THROUGH our weekly All The Answers feature in Angler’s Mail magazine I get lots of enquiries from would be match anglers, enquiring about the best way to get started and be successful.
It’s a bit trickier these days because the club scene isn’t anywhere as big as it used to be when I first began competitive match fishing. Way back then most anglers belonged to a club first and then progressed into fishing Opens, or joining a fully fledged match team.
However, if you search around it’s still possible in many areas to find an active club, which has regular outings. And I think it’s best to start this way, rather than blowing lots of cash on the Open circuit, where most competitors are pretty clued up these days.
Club matches are more relaxed affairs, although there will still be anglers who take them more seriously than the rest. It’s these people you can learn from and normally, because the stakes are not very high, most anglers will share information with you. Also by competing at this level you have a bit more time to iron out any mistakes you make, because club matches tend to be a bit longer.
The other good thing that comes out of fishing at this level is you normally meet other anglers with the same idea as you, who want to give the odd Open match a try. It’s far better if you team up with someone and pool your knowledge, rather than trying to go it alone.
When you do get to start fishing at a more competitive level, my advice is to target smaller sweepstakes to begin with, rather than big prize money events. Also to try and keep to a couple of venues that have regular fixtures, so you can really get to grips with the waters in question and develop several methods.
When I started match fishing proper on the River Lea many years ago, I had become pretty efficient at catching lots of fish when pleasure fishing, but I soon came down to earth when I entered my first big match. I drew next to one of the top anglers at the time and he won by a mile, leaving me in pieces!
But in retrospect this was one of the best things that could have happened. I asked the winner if he would stay on and give me some tips and he duly obliged. He showed me what to do and then told me to practise as much as I could. Most importantly telling me not to waste any more money as pools fodder until I could catch the way I’d been shown.

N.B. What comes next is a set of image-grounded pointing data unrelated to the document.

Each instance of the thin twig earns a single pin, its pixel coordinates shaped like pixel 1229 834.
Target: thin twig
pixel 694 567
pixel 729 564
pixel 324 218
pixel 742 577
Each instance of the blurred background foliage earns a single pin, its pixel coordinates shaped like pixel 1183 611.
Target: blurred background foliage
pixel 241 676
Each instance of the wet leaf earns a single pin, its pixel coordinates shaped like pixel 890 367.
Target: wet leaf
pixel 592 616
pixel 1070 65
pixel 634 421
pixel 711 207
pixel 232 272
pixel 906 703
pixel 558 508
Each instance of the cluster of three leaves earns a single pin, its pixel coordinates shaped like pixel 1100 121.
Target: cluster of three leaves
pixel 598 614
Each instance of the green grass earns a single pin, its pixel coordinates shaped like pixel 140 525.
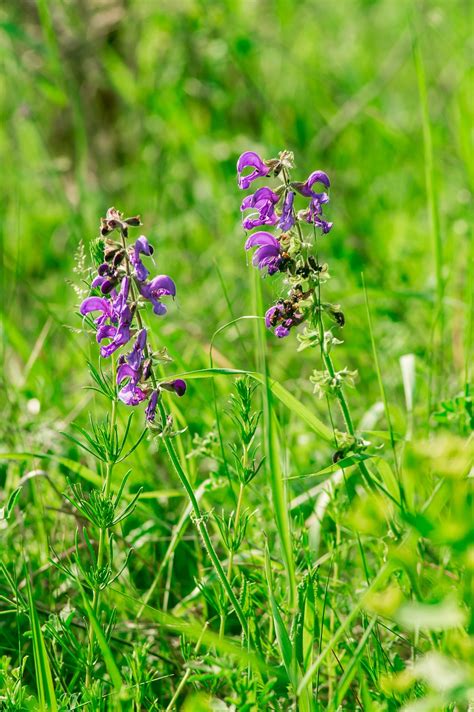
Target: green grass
pixel 352 587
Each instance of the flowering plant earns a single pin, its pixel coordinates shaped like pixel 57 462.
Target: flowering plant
pixel 293 252
pixel 119 311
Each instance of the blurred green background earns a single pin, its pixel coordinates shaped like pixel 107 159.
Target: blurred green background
pixel 146 106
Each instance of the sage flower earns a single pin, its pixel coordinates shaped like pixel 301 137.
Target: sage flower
pixel 287 219
pixel 141 246
pixel 264 201
pixel 250 159
pixel 161 286
pixel 306 188
pixel 268 254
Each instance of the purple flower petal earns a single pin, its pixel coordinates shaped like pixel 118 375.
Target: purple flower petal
pixel 315 177
pixel 95 304
pixel 135 357
pixel 125 371
pixel 178 386
pixel 131 394
pixel 150 411
pixel 143 246
pixel 261 238
pixel 287 220
pixel 250 159
pixel 264 201
pixel 163 285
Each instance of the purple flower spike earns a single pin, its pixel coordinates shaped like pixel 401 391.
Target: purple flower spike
pixel 123 317
pixel 315 211
pixel 281 331
pixel 131 393
pixel 269 251
pixel 97 304
pixel 250 159
pixel 135 357
pixel 142 246
pixel 315 177
pixel 150 411
pixel 264 201
pixel 160 286
pixel 178 386
pixel 282 318
pixel 287 220
pixel 272 314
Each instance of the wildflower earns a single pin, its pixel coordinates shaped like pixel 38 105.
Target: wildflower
pixel 253 160
pixel 135 357
pixel 114 221
pixel 158 287
pixel 106 279
pixel 178 386
pixel 315 211
pixel 287 220
pixel 264 201
pixel 142 246
pixel 269 251
pixel 131 393
pixel 283 316
pixel 150 411
pixel 114 320
pixel 306 188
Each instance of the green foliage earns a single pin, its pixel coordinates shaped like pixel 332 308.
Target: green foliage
pixel 356 588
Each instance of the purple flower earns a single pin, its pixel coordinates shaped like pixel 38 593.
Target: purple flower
pixel 281 331
pixel 287 220
pixel 118 312
pixel 178 386
pixel 158 287
pixel 100 304
pixel 135 357
pixel 269 251
pixel 315 211
pixel 264 201
pixel 315 177
pixel 150 411
pixel 142 246
pixel 131 393
pixel 282 318
pixel 249 159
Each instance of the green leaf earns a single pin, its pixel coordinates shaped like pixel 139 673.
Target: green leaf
pixel 44 679
pixel 279 391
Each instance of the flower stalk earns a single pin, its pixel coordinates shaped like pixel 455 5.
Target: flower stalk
pixel 295 255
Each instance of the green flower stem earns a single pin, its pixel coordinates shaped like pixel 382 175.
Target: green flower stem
pixel 343 404
pixel 231 551
pixel 102 541
pixel 200 523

I spent another year trying to master the Lea, along the way realising that pleasure fishing results are never the same as when you put a match on a water.

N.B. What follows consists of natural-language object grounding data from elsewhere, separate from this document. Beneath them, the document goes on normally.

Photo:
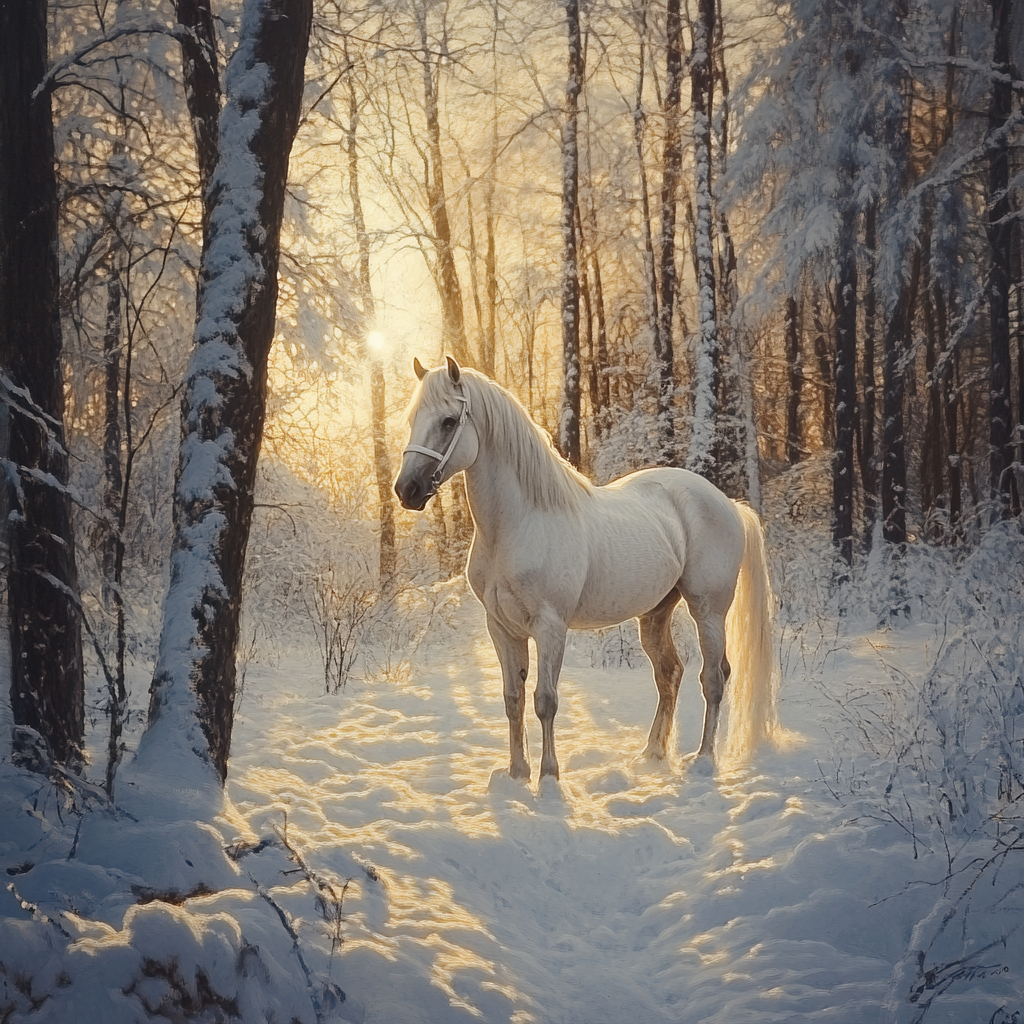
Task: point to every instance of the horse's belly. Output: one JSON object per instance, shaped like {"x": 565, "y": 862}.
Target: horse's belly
{"x": 638, "y": 587}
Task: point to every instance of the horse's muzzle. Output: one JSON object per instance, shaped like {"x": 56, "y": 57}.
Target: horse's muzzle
{"x": 413, "y": 494}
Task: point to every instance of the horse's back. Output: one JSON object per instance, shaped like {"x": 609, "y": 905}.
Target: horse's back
{"x": 710, "y": 523}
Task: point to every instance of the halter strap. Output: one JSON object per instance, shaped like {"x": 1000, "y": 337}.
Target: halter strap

The penny had dropped and when I finally thought I was good enough I enjoyed a brilliant run of success on the river. I ended up not just winning sweepstakes but also some pretty big matches to boot, including the River Lea Championships and also breaking the match record on the Lower Navigation. I can never thank the angler who helped me enough!

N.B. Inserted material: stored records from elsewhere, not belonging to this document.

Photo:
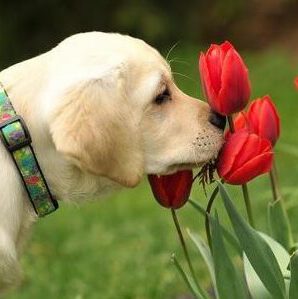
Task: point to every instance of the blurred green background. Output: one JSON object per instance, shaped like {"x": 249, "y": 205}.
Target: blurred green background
{"x": 120, "y": 247}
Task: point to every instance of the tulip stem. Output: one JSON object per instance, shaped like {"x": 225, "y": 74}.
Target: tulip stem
{"x": 183, "y": 244}
{"x": 274, "y": 183}
{"x": 207, "y": 216}
{"x": 244, "y": 186}
{"x": 248, "y": 205}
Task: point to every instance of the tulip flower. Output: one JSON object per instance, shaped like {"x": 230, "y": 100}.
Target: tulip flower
{"x": 296, "y": 82}
{"x": 243, "y": 157}
{"x": 261, "y": 118}
{"x": 172, "y": 191}
{"x": 224, "y": 79}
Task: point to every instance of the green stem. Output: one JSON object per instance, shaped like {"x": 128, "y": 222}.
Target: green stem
{"x": 248, "y": 205}
{"x": 274, "y": 183}
{"x": 183, "y": 244}
{"x": 207, "y": 216}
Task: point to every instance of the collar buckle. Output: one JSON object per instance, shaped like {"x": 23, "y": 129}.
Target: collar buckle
{"x": 27, "y": 141}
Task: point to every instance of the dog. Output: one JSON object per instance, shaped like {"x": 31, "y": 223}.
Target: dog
{"x": 103, "y": 111}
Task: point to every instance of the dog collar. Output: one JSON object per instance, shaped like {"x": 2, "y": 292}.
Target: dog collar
{"x": 16, "y": 139}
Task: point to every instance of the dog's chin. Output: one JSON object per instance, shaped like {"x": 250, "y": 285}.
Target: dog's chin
{"x": 179, "y": 167}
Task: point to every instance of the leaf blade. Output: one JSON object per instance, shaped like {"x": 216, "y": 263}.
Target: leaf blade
{"x": 293, "y": 293}
{"x": 256, "y": 249}
{"x": 228, "y": 282}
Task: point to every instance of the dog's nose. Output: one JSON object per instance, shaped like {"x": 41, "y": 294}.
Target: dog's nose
{"x": 217, "y": 120}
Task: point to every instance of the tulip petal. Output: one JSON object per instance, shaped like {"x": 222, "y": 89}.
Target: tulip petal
{"x": 230, "y": 151}
{"x": 235, "y": 87}
{"x": 206, "y": 82}
{"x": 253, "y": 168}
{"x": 214, "y": 66}
{"x": 264, "y": 119}
{"x": 253, "y": 146}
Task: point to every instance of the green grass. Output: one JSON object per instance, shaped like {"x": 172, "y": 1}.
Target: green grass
{"x": 120, "y": 247}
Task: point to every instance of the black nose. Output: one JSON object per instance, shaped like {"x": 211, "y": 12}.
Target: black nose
{"x": 217, "y": 120}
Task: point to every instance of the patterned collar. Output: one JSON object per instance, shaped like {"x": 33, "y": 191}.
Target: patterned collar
{"x": 16, "y": 139}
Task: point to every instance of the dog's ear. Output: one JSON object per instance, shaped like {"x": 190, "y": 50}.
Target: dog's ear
{"x": 93, "y": 127}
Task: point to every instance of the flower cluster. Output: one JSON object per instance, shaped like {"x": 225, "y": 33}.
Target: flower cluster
{"x": 247, "y": 152}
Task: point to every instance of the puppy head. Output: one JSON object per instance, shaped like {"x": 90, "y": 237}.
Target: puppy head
{"x": 117, "y": 112}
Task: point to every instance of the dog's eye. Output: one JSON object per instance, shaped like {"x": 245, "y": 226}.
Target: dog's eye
{"x": 163, "y": 97}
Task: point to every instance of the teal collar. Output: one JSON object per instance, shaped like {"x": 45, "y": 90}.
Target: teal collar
{"x": 16, "y": 139}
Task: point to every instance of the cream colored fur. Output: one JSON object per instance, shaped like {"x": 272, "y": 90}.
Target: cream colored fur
{"x": 89, "y": 105}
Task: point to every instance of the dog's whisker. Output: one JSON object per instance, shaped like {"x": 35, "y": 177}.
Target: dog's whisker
{"x": 185, "y": 76}
{"x": 171, "y": 50}
{"x": 179, "y": 61}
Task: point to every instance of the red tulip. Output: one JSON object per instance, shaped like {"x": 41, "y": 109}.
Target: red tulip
{"x": 171, "y": 191}
{"x": 296, "y": 82}
{"x": 224, "y": 78}
{"x": 243, "y": 157}
{"x": 261, "y": 118}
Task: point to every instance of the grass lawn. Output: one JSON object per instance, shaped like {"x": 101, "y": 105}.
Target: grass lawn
{"x": 120, "y": 248}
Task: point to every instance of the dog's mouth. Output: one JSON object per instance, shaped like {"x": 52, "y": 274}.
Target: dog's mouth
{"x": 180, "y": 167}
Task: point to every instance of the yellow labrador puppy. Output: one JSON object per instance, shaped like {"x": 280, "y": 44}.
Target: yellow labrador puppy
{"x": 102, "y": 110}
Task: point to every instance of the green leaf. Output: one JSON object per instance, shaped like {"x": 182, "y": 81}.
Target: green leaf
{"x": 255, "y": 285}
{"x": 205, "y": 253}
{"x": 279, "y": 224}
{"x": 256, "y": 249}
{"x": 294, "y": 276}
{"x": 228, "y": 283}
{"x": 226, "y": 233}
{"x": 199, "y": 294}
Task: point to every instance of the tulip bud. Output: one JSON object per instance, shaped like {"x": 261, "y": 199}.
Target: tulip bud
{"x": 261, "y": 118}
{"x": 224, "y": 79}
{"x": 296, "y": 82}
{"x": 172, "y": 191}
{"x": 243, "y": 157}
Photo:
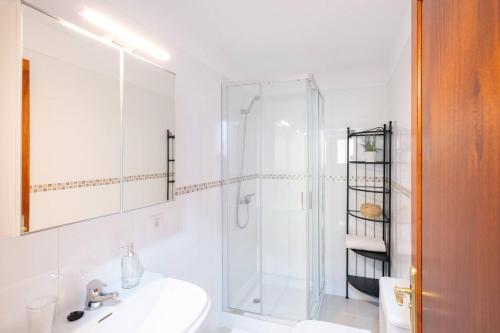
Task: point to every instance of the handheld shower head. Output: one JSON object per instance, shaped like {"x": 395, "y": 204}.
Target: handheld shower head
{"x": 247, "y": 110}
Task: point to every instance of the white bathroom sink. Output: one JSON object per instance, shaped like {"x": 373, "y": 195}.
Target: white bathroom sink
{"x": 158, "y": 304}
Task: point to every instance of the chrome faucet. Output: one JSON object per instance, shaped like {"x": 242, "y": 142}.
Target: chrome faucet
{"x": 96, "y": 296}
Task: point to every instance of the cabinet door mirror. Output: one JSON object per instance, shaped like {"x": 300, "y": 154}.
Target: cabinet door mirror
{"x": 95, "y": 122}
{"x": 71, "y": 124}
{"x": 148, "y": 115}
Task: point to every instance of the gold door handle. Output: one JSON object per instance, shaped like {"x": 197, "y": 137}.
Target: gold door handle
{"x": 401, "y": 293}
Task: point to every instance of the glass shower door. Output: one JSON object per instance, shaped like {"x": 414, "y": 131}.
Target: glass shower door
{"x": 241, "y": 197}
{"x": 272, "y": 198}
{"x": 316, "y": 213}
{"x": 284, "y": 194}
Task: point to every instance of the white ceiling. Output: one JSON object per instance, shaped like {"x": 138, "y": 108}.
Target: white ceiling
{"x": 267, "y": 38}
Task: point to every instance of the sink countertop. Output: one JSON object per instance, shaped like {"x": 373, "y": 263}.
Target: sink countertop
{"x": 157, "y": 304}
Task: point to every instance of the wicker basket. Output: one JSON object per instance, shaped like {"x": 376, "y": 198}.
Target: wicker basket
{"x": 371, "y": 211}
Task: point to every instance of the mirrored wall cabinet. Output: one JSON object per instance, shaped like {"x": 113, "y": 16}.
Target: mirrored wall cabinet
{"x": 87, "y": 131}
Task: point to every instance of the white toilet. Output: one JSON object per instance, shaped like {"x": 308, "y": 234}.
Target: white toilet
{"x": 393, "y": 318}
{"x": 316, "y": 326}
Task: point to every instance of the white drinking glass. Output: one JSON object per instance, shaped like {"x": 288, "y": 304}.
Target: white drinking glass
{"x": 41, "y": 314}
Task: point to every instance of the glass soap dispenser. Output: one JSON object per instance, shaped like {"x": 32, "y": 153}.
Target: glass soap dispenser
{"x": 131, "y": 268}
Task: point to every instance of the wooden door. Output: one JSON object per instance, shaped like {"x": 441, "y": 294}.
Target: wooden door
{"x": 456, "y": 165}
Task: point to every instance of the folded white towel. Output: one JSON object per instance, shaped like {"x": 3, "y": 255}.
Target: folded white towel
{"x": 364, "y": 243}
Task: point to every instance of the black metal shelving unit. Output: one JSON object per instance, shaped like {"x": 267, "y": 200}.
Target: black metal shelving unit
{"x": 371, "y": 183}
{"x": 170, "y": 165}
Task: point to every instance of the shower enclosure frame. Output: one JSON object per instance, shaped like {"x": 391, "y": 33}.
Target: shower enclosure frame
{"x": 315, "y": 148}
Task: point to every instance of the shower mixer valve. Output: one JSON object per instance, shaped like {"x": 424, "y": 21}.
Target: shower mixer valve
{"x": 247, "y": 199}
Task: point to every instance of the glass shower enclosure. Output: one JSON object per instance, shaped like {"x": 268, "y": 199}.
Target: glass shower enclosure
{"x": 273, "y": 198}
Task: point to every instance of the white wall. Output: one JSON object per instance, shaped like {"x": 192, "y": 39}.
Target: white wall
{"x": 359, "y": 108}
{"x": 399, "y": 107}
{"x": 186, "y": 245}
{"x": 361, "y": 98}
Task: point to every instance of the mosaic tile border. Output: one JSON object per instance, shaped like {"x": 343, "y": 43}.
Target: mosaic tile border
{"x": 181, "y": 190}
{"x": 354, "y": 178}
{"x": 73, "y": 184}
{"x": 93, "y": 182}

Anyway, once I had become the one to beat I soon got noticed and was invited to join the mighty Essex County outfit. That led onto even greater things, fishing with (and against) many top name anglers all over the country. I soon gained a cabinet full of trophies including some very prestigious ones. That led to sponsorship and paid consultancy work with several major tackle companies. I even got a trial for England!
All these years later I’m a bit more relaxed about my match fishing. I don’t have time to go chasing all over the country like I used to, but I still enjoy every minute, whether I go on a local sweep or a big event. I still get the same buzz, particularly if I win or frame.
So there will always be chances for those breaking into match fishing. My advice is to just do it, but remember slowly slowly catches the pot of gold!